Experten warnen, dass Unternehmen möglicherweise mehr auf politische Entwicklungen als auf Marktchancen reagieren, was langfristig schädliche wirtschaftliche Folgen haben könnte. In einer anregenden Diskussion betonen Fachleute die Notwendigkeit, eine exzessive Regulierung abzubauen und den Bürokratieabbau voranzutreiben, um die Wirtschaft nachhaltig zu beleben. Eckhard Janeba, Vorsitzender des Beirates, unterstreicht, dass weniger Regulierung aktuell die beste Form der Industriepolitik darstellt.

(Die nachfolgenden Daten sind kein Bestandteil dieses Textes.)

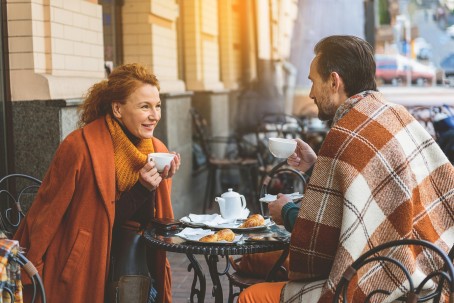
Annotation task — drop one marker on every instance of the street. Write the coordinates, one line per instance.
(412, 96)
(442, 44)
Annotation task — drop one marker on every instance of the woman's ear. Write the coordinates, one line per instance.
(116, 109)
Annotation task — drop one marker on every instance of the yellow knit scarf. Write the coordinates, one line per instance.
(129, 158)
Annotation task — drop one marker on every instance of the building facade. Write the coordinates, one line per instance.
(204, 52)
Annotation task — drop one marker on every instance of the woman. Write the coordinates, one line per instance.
(100, 178)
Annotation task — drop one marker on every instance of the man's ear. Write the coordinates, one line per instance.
(116, 109)
(336, 81)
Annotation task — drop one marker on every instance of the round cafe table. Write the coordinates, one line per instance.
(169, 242)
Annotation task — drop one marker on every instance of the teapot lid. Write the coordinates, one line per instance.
(230, 194)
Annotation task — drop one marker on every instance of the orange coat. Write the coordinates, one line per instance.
(67, 233)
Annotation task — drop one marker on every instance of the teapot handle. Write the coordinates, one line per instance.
(243, 201)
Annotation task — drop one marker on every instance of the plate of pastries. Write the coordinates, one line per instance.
(253, 222)
(223, 236)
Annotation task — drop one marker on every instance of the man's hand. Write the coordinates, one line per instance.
(275, 208)
(304, 156)
(149, 176)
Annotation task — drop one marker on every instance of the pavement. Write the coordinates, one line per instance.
(182, 278)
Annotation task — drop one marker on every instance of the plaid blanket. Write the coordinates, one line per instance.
(9, 272)
(379, 177)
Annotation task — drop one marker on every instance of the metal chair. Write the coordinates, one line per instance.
(32, 272)
(444, 276)
(233, 159)
(17, 192)
(282, 179)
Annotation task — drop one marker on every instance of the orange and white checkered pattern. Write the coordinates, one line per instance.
(379, 177)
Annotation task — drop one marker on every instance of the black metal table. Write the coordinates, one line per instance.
(211, 251)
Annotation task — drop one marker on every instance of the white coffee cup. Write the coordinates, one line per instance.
(281, 147)
(161, 160)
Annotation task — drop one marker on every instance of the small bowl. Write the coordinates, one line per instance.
(281, 147)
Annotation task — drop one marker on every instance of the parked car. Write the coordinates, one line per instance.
(450, 31)
(447, 64)
(394, 69)
(387, 71)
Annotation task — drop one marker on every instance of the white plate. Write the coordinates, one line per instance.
(196, 238)
(235, 226)
(186, 221)
(270, 198)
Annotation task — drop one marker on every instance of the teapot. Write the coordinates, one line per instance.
(231, 204)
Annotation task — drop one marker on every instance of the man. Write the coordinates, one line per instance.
(379, 176)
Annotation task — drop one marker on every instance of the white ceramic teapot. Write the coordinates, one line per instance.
(231, 204)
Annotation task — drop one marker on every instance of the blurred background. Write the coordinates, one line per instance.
(229, 61)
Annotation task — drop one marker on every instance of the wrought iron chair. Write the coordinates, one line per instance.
(233, 159)
(17, 192)
(444, 276)
(282, 179)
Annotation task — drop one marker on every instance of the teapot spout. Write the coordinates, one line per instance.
(221, 202)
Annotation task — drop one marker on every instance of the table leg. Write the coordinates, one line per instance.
(198, 274)
(212, 261)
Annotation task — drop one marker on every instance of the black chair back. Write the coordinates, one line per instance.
(443, 276)
(17, 192)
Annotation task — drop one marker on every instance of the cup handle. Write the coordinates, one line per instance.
(243, 201)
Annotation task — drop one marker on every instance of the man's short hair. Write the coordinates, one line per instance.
(349, 56)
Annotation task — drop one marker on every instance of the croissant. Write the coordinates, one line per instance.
(253, 221)
(226, 235)
(209, 238)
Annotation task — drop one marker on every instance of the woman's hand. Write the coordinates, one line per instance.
(275, 208)
(304, 156)
(149, 176)
(168, 172)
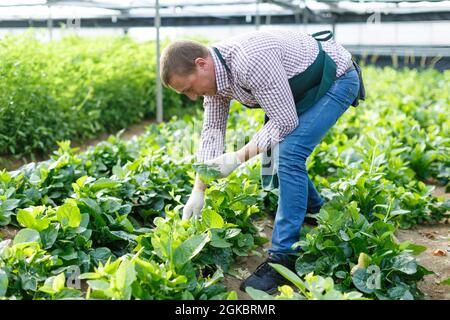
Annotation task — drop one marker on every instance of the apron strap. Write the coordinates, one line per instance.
(222, 60)
(321, 33)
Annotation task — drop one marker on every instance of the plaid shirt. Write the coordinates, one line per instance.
(261, 63)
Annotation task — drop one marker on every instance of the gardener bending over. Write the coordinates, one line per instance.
(303, 84)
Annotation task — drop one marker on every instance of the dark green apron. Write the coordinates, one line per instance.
(307, 88)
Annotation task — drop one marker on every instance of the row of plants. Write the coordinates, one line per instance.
(112, 213)
(75, 88)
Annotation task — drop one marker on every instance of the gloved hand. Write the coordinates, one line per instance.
(194, 205)
(226, 163)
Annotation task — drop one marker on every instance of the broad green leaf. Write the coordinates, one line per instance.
(26, 236)
(256, 294)
(104, 183)
(59, 282)
(189, 249)
(125, 275)
(361, 280)
(29, 218)
(48, 236)
(212, 219)
(207, 173)
(3, 283)
(69, 215)
(289, 275)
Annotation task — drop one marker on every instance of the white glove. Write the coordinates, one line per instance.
(194, 205)
(225, 163)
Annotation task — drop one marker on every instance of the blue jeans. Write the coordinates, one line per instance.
(296, 190)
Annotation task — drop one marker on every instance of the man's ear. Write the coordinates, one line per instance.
(201, 62)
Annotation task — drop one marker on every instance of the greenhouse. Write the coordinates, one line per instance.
(235, 150)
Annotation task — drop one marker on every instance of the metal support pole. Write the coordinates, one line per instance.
(159, 106)
(257, 16)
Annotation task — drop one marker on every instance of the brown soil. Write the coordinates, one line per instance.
(11, 163)
(244, 266)
(433, 236)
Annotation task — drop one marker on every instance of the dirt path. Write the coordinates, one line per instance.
(433, 236)
(10, 163)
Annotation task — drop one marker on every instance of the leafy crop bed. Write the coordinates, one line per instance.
(74, 89)
(112, 213)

Achim Wambach ergänzt, dass staatliche Eingriffe nur dann gerechtfertigt sind, wenn zentrale gesellschaftliche Ziele nicht über Marktmechanismen erreicht werden können. Vor allem in Zeiten weltpolitischer Herausforderungen und im Zuge der Transformation zur Klimaneutralität sollten bestimmte Ziele klar fokussiert werden.

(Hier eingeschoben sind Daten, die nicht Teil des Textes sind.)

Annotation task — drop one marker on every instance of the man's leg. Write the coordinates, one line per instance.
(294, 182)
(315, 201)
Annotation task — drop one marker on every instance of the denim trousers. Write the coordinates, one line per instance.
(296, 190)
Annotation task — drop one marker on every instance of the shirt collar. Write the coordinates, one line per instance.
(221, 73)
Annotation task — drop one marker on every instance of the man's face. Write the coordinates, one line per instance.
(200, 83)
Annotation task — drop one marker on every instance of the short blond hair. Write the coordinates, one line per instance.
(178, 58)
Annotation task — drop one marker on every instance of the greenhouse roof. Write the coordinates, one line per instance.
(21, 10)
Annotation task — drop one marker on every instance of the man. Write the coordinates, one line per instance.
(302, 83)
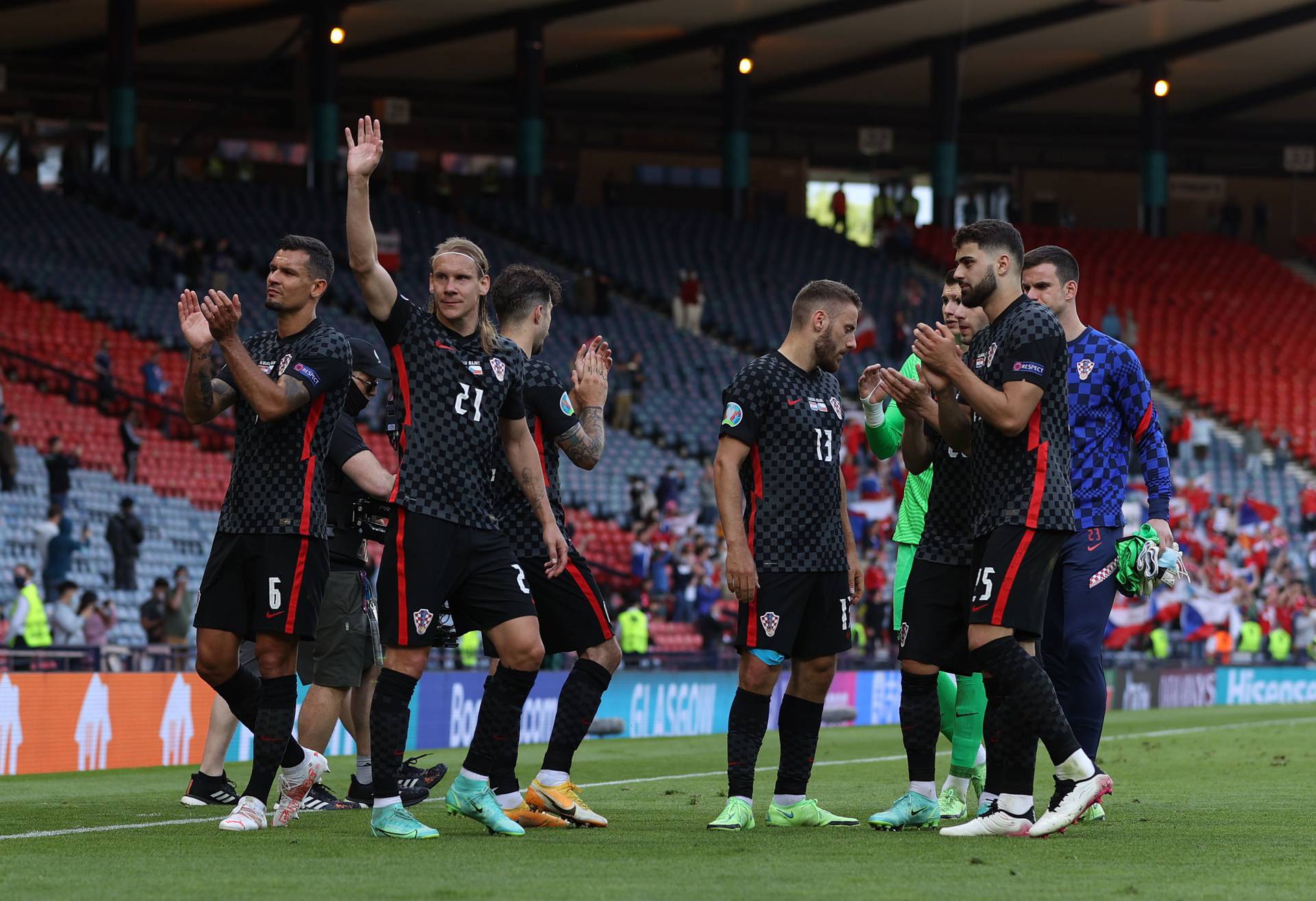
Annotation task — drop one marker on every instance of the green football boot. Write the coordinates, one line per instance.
(978, 782)
(736, 816)
(473, 799)
(806, 813)
(395, 821)
(953, 806)
(911, 811)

Anstelle von staatlichen Eingriffen empfehlen die Sachverständigen Wettbewerb fördernde Maßnahmen, um Marktstrukturen zu stärken. Zudem wird die Bedeutung einer eigenverantwortlichen Absicherung der Lieferketten von Unternehmen hervorgehoben, statt allein auf staatlichen Schutz zu setzen.

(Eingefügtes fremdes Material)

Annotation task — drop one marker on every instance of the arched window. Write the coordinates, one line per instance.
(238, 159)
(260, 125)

Trotz der intensiven Diskussionen haben staatliche finanzielle Anreize in Form von Subventionen in den letzten Jahren erheblich zugenommen. Für das vergangene Jahr wurden in Deutschland 67,1 Milliarden Euro an Förderhilfen und Steuervergünstigungen ausgezahlt, im Vergleich zu 37,9 Milliarden Euro im Jahr 2021. Der Beirat äußert sich kritisch gegenüber dem Argument der europäischen Produktion zur Arbeitsplatzsicherung, weil eine soziale Marktwirtschaft auf Vollbeschäftigung und nicht auf den Erhalt von Jobs in bestimmten Sektoren abzielt.